★毎日1枚、自分に影響があったアルバムをご紹介するプロジェクト★
【9】 ブライアン・ブロンバーグ 「Wood」
いままでの8枚は、音楽が好きで、音楽と長く関わっている自分の音楽観に対して大きな影響を受けたものです。(もちろんゲイリー・カーについては、「コントラバスが奏でうる音の素晴らしさ」についても大きく感銘を受けました)
振り返ると自分は一応ベース弾きの端くれでして、そうであるからにはひとつくらいは「ベース弾きの自分が影響を受けた、ベーシストによる演奏」をあげてみようと思います。
いまのぼくの好きなジャズ・ベーシスト(というよりお手本にしたいベーシスト、というニュアンスの方が近いでしょうか)といえば、
レイ・ブラウン、ジョージ・ムラーツ、クリスチャン・マクブライド、ニルス・ペデルセン、ジャコ・パストリアス、、、
しかし、いろんなベーシストの名を思い浮かべるとやっぱりあの人もこの人も、ということになって、結局収拾がつかなくなるんです。ジョン・パティトゥッチ、スコット・ラファロ、チャールズ・ミンガス、ゲイリー・ピーコック、マーク・ジョンソン、バスター・ウィリアムス、ダグ・ワトキンス、デイブ・ホランド、ポール・チェンバース、ロン・カーター・・・etcetc
その中でブライアン・ブロンバーグというベーシストが2001年に発表した「Wood」というアルバムを挙げておきたいと思います。
20年くらい前のことです。
まだCDショップがあちこちにありました。
その日もいつものようにCDをひやかしていると、「ブライアン・ブロンバーグ」という聞いたことのない名前のベーシストのアルバムが目にとまりました。ちょっと考えたけれど、CD帯の「私はこのアルバムを聴いて三日間、ひざを抱えてしまいました(都内在住、某ベーシスト)」というキャッチ・コピーに7割がた惹かれ、興味本位で買ったんです。
共学でした。
いや違った、確かにぼくは共学でしたけど、この場合は驚愕でした。
よく伸びる豊かな低音。
唸り声のような、凄みのある音です。
木の感覚が伝わってくるような音色。
キャッチ・コピーどおりの、コントラバスを弾いているとは思えない驚異的なテクニックのかずかず。

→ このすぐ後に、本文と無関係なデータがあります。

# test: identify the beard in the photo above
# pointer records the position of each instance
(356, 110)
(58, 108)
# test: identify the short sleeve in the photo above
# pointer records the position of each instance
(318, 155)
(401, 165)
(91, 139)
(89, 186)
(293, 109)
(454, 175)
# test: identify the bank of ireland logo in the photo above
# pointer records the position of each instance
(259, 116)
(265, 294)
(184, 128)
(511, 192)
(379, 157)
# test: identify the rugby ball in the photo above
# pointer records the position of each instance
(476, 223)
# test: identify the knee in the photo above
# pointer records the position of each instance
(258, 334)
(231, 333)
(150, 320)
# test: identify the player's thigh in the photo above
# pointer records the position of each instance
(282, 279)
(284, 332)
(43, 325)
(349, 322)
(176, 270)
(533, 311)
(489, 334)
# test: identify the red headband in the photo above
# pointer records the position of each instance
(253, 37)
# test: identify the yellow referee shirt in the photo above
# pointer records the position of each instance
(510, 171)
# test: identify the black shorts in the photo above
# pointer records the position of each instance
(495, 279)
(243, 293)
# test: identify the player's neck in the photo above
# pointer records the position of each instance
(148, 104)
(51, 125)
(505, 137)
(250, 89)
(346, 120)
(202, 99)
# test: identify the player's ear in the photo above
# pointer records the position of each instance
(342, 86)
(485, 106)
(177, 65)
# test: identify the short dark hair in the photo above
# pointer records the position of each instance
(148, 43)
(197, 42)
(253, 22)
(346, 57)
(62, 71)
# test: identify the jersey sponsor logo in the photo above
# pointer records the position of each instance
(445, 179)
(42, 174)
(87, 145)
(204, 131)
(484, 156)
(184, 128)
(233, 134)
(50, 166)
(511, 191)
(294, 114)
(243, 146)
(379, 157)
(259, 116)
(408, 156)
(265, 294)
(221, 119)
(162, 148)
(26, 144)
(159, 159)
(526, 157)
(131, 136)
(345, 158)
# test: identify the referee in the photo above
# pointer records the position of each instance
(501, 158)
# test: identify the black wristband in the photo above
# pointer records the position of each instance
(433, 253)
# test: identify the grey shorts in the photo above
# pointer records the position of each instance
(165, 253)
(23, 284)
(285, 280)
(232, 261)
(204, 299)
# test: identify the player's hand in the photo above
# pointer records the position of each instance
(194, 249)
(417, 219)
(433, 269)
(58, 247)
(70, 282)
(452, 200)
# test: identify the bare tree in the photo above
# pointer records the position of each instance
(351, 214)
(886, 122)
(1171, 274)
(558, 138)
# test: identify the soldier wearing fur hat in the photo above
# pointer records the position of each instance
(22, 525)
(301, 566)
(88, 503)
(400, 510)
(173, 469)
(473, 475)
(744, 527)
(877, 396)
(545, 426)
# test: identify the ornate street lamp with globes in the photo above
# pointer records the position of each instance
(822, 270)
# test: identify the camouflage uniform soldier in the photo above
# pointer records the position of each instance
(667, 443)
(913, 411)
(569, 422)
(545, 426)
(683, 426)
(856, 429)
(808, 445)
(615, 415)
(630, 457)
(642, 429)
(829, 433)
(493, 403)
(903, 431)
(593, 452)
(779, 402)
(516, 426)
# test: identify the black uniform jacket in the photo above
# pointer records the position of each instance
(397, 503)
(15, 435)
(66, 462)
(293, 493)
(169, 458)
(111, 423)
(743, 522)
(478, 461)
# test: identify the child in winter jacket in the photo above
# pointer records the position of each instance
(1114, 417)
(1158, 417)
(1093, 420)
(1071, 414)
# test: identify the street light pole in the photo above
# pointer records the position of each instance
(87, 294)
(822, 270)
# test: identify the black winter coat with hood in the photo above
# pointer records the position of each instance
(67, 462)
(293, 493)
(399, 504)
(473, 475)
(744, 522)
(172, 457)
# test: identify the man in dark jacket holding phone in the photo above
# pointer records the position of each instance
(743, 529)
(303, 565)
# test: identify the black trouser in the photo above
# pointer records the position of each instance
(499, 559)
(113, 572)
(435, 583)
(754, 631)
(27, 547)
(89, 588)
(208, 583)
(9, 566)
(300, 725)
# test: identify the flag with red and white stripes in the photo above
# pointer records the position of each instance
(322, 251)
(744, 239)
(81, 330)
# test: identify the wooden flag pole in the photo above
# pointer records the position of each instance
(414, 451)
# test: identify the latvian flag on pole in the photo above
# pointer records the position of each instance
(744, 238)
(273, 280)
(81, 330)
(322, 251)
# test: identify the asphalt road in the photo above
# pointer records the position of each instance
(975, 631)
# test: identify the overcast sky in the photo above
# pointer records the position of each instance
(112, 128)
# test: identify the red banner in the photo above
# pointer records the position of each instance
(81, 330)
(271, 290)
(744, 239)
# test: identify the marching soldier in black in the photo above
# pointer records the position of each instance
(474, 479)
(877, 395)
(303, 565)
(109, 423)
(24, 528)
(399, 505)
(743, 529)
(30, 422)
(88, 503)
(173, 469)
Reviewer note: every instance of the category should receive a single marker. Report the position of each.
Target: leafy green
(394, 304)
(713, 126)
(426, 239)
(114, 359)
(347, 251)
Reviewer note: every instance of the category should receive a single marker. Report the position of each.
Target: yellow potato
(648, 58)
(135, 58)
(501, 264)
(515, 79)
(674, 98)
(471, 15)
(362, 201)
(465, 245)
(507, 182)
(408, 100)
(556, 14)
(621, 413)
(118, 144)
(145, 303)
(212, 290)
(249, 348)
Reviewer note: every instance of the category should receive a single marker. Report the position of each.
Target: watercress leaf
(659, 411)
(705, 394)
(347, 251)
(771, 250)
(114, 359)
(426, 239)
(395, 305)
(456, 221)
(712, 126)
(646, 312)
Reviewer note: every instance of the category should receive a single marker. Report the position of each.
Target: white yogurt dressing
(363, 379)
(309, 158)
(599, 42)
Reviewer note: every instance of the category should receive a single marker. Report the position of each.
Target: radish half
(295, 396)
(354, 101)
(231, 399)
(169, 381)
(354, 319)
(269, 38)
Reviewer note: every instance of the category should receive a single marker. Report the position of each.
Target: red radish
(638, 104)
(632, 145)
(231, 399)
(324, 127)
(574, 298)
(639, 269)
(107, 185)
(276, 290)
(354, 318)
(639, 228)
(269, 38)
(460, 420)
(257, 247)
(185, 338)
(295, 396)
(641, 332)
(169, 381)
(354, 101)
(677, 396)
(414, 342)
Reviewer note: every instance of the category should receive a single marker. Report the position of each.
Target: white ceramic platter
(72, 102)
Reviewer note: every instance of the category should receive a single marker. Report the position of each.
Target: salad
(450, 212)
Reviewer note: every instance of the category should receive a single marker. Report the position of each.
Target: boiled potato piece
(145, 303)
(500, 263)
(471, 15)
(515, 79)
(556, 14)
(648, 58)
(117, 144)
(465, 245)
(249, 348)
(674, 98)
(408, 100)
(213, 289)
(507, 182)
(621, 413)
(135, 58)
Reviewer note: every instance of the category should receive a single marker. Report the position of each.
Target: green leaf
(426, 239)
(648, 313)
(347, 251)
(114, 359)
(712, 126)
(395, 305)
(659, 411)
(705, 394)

なにより、グルーヴしまくりのベース・ランニングに、歌いまくりのベース・ソロ。
すべてが衝撃でした。
真似したいけどムリ。
あんなふうに弾きたいけどムリ。
でもかなり真似ようとしました。やっぱりムリでしたけどw
ベース弾きとしては、「オマエそれでもベース弾き?」と言われたような気がして、ガックリしたりその凄さに興奮したりと、テンションが上がったり下がったり情緒がひどいことになったwアルバムです。
もちろん、今でも愛聴盤です。
憧れと、「いつかはあんな風に」という願望は、ぼくの胸のうちから消えることはないでしょう。